The company has also established incentives for the employees who are in the middle of the deals that they are working on as part of the restructuring. The staff employees will be provided with special bonuses till their current work is completed, which acknowledges the unsettling nature of the company’s decision to shutter its M&A and equity underwriting divisions.
The bank continues to advise on live transactions, such as Fortress’s £350 million bid for UK-listed Loungers Plc. Although exiting M&A and equity capital markets is a rare decision for a corporate bank, the management of HSBC is evidently shifting its attention to more lucrative and sustainable ventures. This comes at a time when global dealmaking activity is rebounding, especially in Europe.
This move is in line with the overall strategy of the bank’s CEO, Elhedery, to reduce the bank’s cost base by about $3 billion. The restructuring, which has already reduced the management board by a third, reflects the bank’s determination to streamline its operations into four key divisions.
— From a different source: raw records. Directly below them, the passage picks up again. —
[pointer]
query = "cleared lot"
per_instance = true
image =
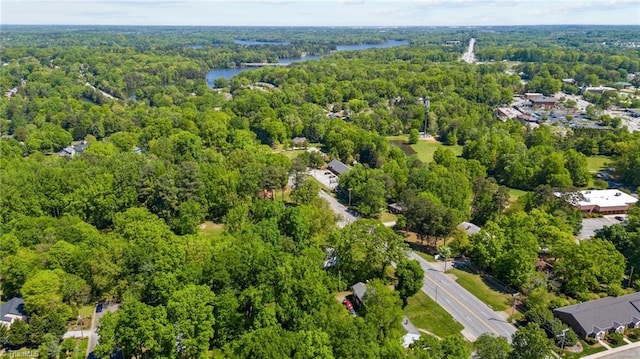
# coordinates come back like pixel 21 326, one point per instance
pixel 590 225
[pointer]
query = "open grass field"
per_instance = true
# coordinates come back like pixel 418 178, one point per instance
pixel 475 284
pixel 597 163
pixel 425 148
pixel 209 228
pixel 428 315
pixel 514 194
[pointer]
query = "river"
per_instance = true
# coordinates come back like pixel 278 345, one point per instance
pixel 228 73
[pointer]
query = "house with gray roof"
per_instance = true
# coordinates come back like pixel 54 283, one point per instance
pixel 598 317
pixel 11 311
pixel 359 290
pixel 338 167
pixel 469 228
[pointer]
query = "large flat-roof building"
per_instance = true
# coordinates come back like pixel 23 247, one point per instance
pixel 606 201
pixel 598 317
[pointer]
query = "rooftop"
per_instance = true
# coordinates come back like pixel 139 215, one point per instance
pixel 604 198
pixel 338 167
pixel 604 313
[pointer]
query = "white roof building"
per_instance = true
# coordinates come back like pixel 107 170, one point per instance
pixel 606 201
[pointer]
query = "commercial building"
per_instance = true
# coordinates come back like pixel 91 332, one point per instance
pixel 607 201
pixel 598 317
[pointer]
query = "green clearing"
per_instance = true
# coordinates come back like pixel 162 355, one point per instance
pixel 597 163
pixel 428 315
pixel 209 228
pixel 426 148
pixel 515 194
pixel 426 257
pixel 496 300
pixel 387 217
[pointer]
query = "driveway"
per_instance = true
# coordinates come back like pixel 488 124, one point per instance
pixel 476 317
pixel 346 216
pixel 95 322
pixel 473 314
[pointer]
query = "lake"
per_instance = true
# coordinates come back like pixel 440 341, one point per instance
pixel 228 73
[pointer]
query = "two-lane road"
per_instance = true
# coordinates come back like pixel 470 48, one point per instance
pixel 476 317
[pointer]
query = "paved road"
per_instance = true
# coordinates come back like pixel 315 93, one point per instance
pixel 475 316
pixel 629 351
pixel 93 337
pixel 468 56
pixel 345 215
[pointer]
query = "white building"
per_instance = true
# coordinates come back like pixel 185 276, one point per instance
pixel 606 201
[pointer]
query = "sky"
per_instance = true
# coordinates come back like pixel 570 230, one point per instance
pixel 320 12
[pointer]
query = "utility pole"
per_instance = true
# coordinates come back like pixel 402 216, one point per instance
pixel 427 103
pixel 513 309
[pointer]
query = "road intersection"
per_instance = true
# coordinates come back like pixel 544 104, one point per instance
pixel 476 317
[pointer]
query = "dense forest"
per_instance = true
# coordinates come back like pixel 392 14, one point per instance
pixel 121 221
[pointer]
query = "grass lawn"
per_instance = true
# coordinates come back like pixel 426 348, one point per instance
pixel 428 315
pixel 514 194
pixel 293 153
pixel 587 350
pixel 473 283
pixel 425 149
pixel 427 257
pixel 209 228
pixel 387 217
pixel 597 163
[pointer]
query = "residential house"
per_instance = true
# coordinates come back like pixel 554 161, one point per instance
pixel 598 317
pixel 11 311
pixel 299 142
pixel 606 201
pixel 469 228
pixel 395 208
pixel 543 101
pixel 338 167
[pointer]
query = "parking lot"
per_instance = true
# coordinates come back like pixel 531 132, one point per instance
pixel 325 177
pixel 590 225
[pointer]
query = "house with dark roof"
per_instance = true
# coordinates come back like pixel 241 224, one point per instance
pixel 338 167
pixel 299 142
pixel 11 311
pixel 598 317
pixel 359 290
pixel 469 228
pixel 543 101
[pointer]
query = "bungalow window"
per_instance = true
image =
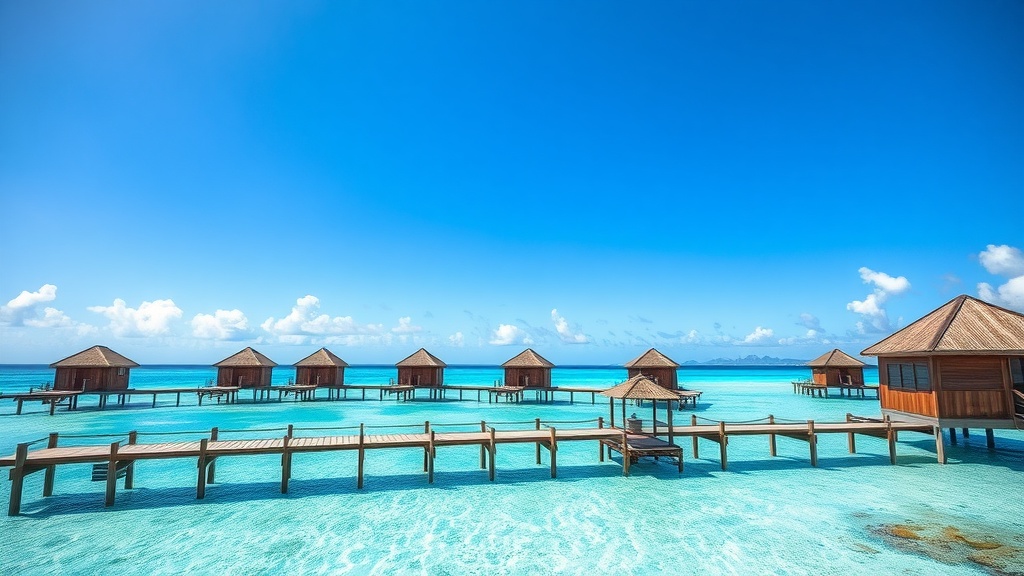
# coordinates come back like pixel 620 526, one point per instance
pixel 908 376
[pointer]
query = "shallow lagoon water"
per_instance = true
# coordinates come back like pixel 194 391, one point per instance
pixel 762 516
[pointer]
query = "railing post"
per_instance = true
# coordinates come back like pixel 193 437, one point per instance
pixel 50 472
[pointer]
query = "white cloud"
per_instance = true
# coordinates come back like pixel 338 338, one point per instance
pixel 872 306
pixel 406 326
pixel 759 336
pixel 509 334
pixel 304 321
pixel 221 325
pixel 567 334
pixel 884 282
pixel 1008 261
pixel 1003 260
pixel 151 319
pixel 23 306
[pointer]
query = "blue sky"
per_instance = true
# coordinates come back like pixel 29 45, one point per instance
pixel 589 178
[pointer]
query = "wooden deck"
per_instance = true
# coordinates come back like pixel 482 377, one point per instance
pixel 117 459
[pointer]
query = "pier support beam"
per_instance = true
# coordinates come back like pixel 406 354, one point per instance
pixel 50 472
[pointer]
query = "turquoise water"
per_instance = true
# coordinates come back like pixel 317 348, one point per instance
pixel 763 516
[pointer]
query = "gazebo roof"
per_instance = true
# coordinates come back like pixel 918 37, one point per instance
pixel 421 358
pixel 640 387
pixel 964 325
pixel 836 359
pixel 651 359
pixel 247 357
pixel 527 359
pixel 96 357
pixel 322 357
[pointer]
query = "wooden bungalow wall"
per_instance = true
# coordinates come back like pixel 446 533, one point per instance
pixel 320 375
pixel 538 377
pixel 666 377
pixel 421 375
pixel 251 376
pixel 911 402
pixel 94 378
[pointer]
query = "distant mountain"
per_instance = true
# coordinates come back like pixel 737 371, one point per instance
pixel 751 360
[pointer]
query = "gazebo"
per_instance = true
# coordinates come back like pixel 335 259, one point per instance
pixel 528 370
pixel 657 367
pixel 962 365
pixel 322 368
pixel 837 368
pixel 641 387
pixel 247 369
pixel 421 369
pixel 97 368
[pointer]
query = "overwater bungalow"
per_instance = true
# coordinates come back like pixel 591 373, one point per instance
pixel 960 366
pixel 655 366
pixel 837 368
pixel 322 368
pixel 528 370
pixel 247 369
pixel 97 368
pixel 421 369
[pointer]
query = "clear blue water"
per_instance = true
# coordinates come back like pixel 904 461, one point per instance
pixel 763 516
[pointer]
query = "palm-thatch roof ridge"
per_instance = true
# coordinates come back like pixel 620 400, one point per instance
pixel 964 325
pixel 640 387
pixel 527 359
pixel 421 358
pixel 322 358
pixel 247 357
pixel 651 359
pixel 836 359
pixel 96 357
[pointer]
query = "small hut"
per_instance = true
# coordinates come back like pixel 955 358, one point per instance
pixel 657 367
pixel 641 387
pixel 528 370
pixel 421 369
pixel 322 368
pixel 247 369
pixel 962 365
pixel 837 368
pixel 97 368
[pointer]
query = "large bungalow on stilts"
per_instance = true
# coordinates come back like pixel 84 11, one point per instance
pixel 961 366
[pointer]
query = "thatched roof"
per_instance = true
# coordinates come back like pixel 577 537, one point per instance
pixel 964 325
pixel 527 359
pixel 321 358
pixel 96 357
pixel 640 387
pixel 836 359
pixel 247 357
pixel 421 358
pixel 651 359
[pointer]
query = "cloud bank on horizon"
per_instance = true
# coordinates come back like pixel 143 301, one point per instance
pixel 306 324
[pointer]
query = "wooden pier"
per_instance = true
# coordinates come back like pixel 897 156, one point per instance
pixel 120 456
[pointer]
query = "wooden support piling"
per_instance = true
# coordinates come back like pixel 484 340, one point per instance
pixel 112 475
pixel 50 472
pixel 201 483
pixel 537 445
pixel 286 463
pixel 812 441
pixel 17 479
pixel 553 449
pixel 693 422
pixel 130 471
pixel 940 449
pixel 361 455
pixel 723 442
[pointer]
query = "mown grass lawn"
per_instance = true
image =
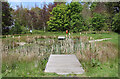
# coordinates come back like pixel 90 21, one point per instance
pixel 28 69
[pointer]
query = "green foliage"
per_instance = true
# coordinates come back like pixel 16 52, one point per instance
pixel 59 20
pixel 18 29
pixel 116 22
pixel 93 5
pixel 98 21
pixel 67 17
pixel 6 17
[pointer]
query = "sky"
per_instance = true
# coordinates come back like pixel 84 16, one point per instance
pixel 30 3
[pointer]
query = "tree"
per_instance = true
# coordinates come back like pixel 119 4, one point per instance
pixel 116 23
pixel 67 17
pixel 58 22
pixel 76 20
pixel 6 17
pixel 98 21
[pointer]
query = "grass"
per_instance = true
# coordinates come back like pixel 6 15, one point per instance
pixel 25 67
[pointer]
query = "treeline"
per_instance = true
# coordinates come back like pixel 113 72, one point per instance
pixel 74 16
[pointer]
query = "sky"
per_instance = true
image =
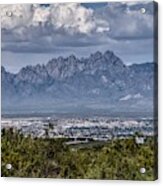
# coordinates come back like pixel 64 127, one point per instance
pixel 33 34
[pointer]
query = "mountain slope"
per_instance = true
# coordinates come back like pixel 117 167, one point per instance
pixel 100 79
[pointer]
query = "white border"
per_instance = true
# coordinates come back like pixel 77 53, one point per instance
pixel 42 182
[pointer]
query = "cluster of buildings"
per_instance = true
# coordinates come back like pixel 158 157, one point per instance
pixel 101 129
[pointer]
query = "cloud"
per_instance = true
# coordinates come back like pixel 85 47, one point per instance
pixel 127 21
pixel 43 29
pixel 72 17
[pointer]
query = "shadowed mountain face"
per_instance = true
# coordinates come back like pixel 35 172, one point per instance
pixel 101 81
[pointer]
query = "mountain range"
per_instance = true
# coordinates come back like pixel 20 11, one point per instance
pixel 100 81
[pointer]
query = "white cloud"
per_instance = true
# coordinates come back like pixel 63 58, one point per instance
pixel 71 17
pixel 127 21
pixel 13 16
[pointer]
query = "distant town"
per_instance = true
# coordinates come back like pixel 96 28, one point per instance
pixel 100 128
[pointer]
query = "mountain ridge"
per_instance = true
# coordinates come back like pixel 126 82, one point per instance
pixel 102 77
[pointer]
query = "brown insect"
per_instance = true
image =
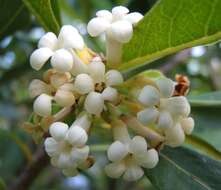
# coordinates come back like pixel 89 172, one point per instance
pixel 183 85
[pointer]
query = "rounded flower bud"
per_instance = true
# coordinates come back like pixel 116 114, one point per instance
pixel 97 71
pixel 113 78
pixel 58 130
pixel 77 136
pixel 49 40
pixel 42 105
pixel 117 151
pixel 175 136
pixel 149 96
pixel 94 103
pixel 64 98
pixel 69 37
pixel 187 125
pixel 37 87
pixel 148 116
pixel 62 60
pixel 121 31
pixel 110 94
pixel 39 57
pixel 166 87
pixel 83 84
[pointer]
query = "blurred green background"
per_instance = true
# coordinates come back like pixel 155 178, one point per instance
pixel 201 64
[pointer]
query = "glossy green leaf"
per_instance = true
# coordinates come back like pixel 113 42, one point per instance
pixel 46 12
pixel 181 168
pixel 171 26
pixel 205 100
pixel 13 16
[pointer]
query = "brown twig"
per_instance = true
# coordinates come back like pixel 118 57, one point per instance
pixel 31 171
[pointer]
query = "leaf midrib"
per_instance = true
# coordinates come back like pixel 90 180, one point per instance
pixel 194 177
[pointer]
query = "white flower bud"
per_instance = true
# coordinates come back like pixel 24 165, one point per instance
pixel 175 136
pixel 51 146
pixel 187 125
pixel 84 121
pixel 77 136
pixel 151 159
pixel 104 14
pixel 42 105
pixel 149 96
pixel 69 37
pixel 39 57
pixel 79 155
pixel 97 71
pixel 58 130
pixel 165 120
pixel 115 170
pixel 119 12
pixel 110 94
pixel 94 103
pixel 113 78
pixel 64 98
pixel 62 60
pixel 98 25
pixel 121 31
pixel 37 87
pixel 117 151
pixel 148 116
pixel 133 173
pixel 166 87
pixel 83 84
pixel 49 40
pixel 64 160
pixel 178 106
pixel 134 18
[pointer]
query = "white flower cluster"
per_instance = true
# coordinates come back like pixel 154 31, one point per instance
pixel 169 113
pixel 66 146
pixel 118 28
pixel 128 155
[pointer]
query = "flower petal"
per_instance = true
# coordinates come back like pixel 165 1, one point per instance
pixel 62 60
pixel 58 130
pixel 94 103
pixel 49 40
pixel 121 31
pixel 69 37
pixel 115 170
pixel 133 173
pixel 42 105
pixel 117 151
pixel 149 96
pixel 134 17
pixel 77 136
pixel 166 87
pixel 39 57
pixel 148 116
pixel 98 25
pixel 79 155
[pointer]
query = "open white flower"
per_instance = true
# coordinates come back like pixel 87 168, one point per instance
pixel 118 28
pixel 167 112
pixel 66 147
pixel 129 156
pixel 58 49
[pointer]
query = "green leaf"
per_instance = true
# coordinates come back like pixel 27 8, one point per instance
pixel 171 26
pixel 203 146
pixel 13 16
pixel 181 168
pixel 46 12
pixel 205 100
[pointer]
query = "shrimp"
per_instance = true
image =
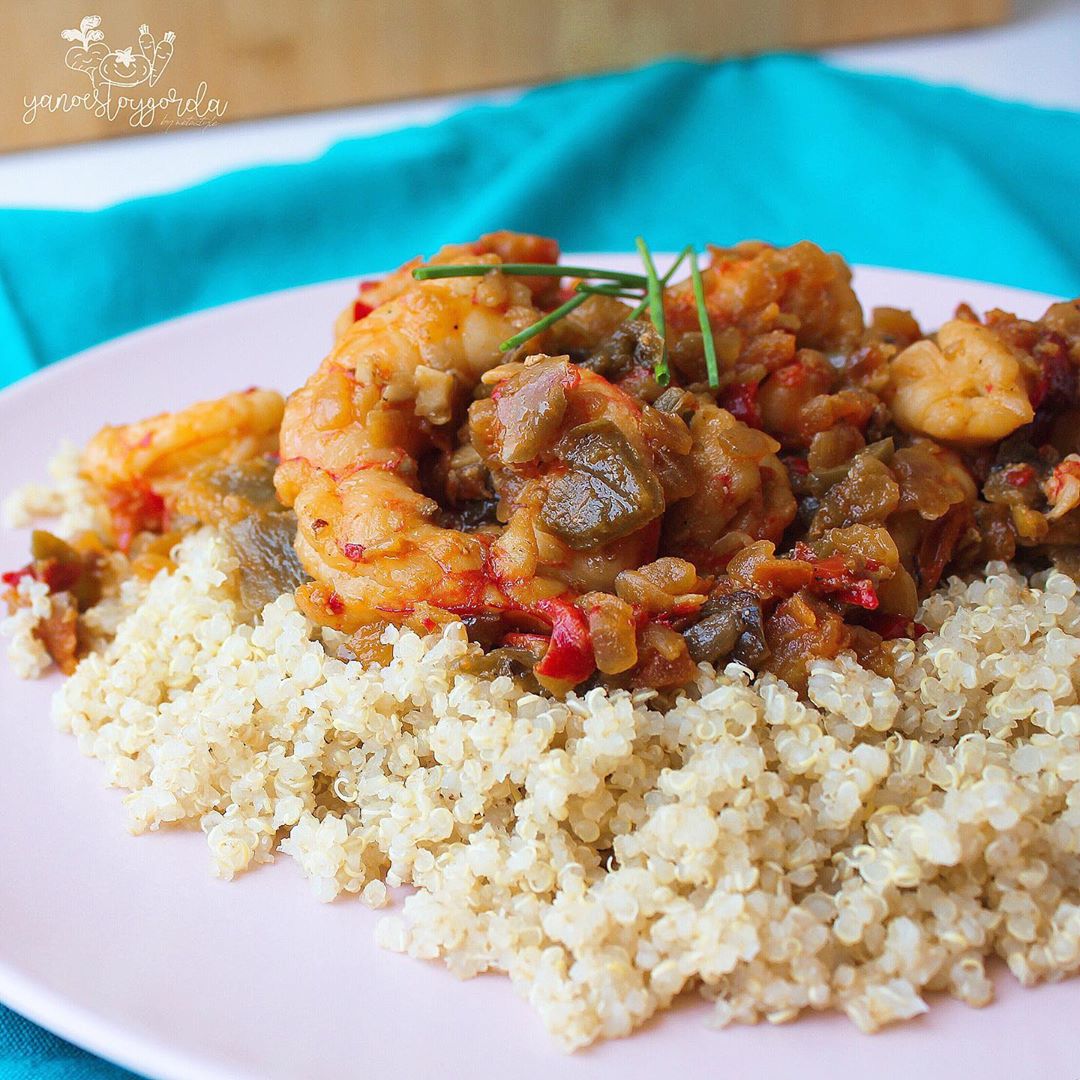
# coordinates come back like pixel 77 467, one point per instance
pixel 510 247
pixel 760 289
pixel 1062 487
pixel 393 388
pixel 140 469
pixel 968 388
pixel 746 495
pixel 237 427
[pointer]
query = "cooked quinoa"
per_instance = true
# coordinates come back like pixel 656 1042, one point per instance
pixel 609 851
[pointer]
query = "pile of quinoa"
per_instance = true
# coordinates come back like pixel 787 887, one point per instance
pixel 610 851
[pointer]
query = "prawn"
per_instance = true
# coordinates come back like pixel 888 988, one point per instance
pixel 140 469
pixel 392 388
pixel 966 388
pixel 237 427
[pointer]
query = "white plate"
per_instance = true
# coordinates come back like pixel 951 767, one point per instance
pixel 131 948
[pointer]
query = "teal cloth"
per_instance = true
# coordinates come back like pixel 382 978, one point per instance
pixel 887 171
pixel 28 1052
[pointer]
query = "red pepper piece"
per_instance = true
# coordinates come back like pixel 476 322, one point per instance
pixel 569 656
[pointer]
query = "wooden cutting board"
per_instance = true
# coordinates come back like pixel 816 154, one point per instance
pixel 80 70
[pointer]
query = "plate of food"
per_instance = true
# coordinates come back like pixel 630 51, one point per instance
pixel 574 660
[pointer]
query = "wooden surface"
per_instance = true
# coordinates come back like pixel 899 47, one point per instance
pixel 262 57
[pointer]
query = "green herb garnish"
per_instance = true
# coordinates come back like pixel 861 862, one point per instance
pixel 636 313
pixel 542 324
pixel 529 270
pixel 706 327
pixel 656 310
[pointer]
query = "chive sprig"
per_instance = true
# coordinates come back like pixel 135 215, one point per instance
pixel 647 288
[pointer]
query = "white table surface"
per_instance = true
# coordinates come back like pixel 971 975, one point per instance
pixel 1034 58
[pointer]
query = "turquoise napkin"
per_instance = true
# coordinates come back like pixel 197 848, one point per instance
pixel 883 170
pixel 887 171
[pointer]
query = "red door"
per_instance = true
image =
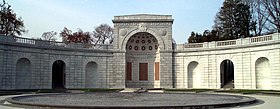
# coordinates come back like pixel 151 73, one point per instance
pixel 143 71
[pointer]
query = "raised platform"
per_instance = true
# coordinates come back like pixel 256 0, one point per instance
pixel 132 100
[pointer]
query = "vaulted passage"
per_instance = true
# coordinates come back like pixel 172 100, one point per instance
pixel 142 61
pixel 193 75
pixel 227 74
pixel 263 74
pixel 23 74
pixel 58 75
pixel 91 75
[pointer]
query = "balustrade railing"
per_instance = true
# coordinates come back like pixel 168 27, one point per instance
pixel 44 43
pixel 237 42
pixel 225 43
pixel 261 38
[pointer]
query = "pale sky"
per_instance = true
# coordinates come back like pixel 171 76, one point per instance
pixel 53 15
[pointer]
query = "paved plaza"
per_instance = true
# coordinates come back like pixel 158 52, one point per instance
pixel 265 101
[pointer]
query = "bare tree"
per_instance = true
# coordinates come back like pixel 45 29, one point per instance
pixel 76 37
pixel 103 35
pixel 9 23
pixel 272 7
pixel 49 36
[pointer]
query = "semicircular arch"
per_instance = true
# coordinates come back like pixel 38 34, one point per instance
pixel 152 32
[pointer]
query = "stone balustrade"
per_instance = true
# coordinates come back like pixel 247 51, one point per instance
pixel 45 43
pixel 231 43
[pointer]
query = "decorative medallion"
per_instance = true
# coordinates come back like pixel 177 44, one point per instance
pixel 162 32
pixel 142 26
pixel 136 48
pixel 143 48
pixel 150 48
pixel 123 32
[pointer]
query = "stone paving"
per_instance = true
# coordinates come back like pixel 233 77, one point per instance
pixel 132 100
pixel 267 102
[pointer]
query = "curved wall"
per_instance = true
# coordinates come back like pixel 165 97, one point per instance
pixel 27 64
pixel 244 53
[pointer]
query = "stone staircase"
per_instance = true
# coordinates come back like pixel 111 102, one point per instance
pixel 229 85
pixel 142 90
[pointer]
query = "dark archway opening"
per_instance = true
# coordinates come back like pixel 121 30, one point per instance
pixel 58 75
pixel 227 74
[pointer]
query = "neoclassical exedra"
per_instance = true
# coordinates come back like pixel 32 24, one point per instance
pixel 142 56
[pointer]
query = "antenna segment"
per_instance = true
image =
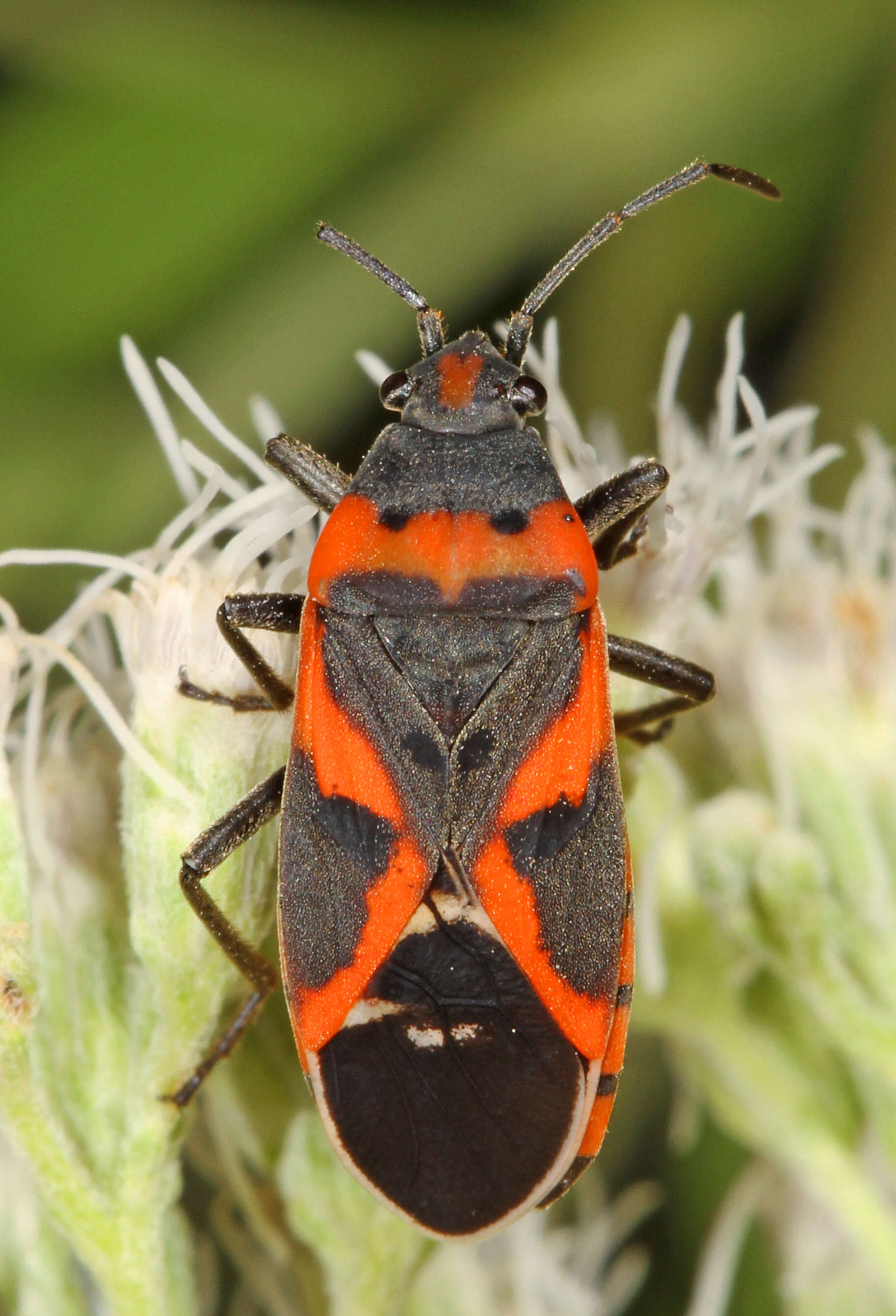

Meanwhile, the Middle East business of HSBC, which has been grouped under the Asia umbrella as part of the reorganization, has been largely spared from the cuts that are hitting the bank’s European operations. This has provided relief to employees in the region who are less affected by the ongoing changes.
Edward Firth, an analyst on banks at Keefe, Bruyette & Woods in London, said that though the changes seem small for a bank of HSBC’s dimensions in global reach, it is has been long apparent that the bank was struggling in these areas. The change marks one other chapter of the going efforts of the bank to refocus its strategy and strengthen its core business areas.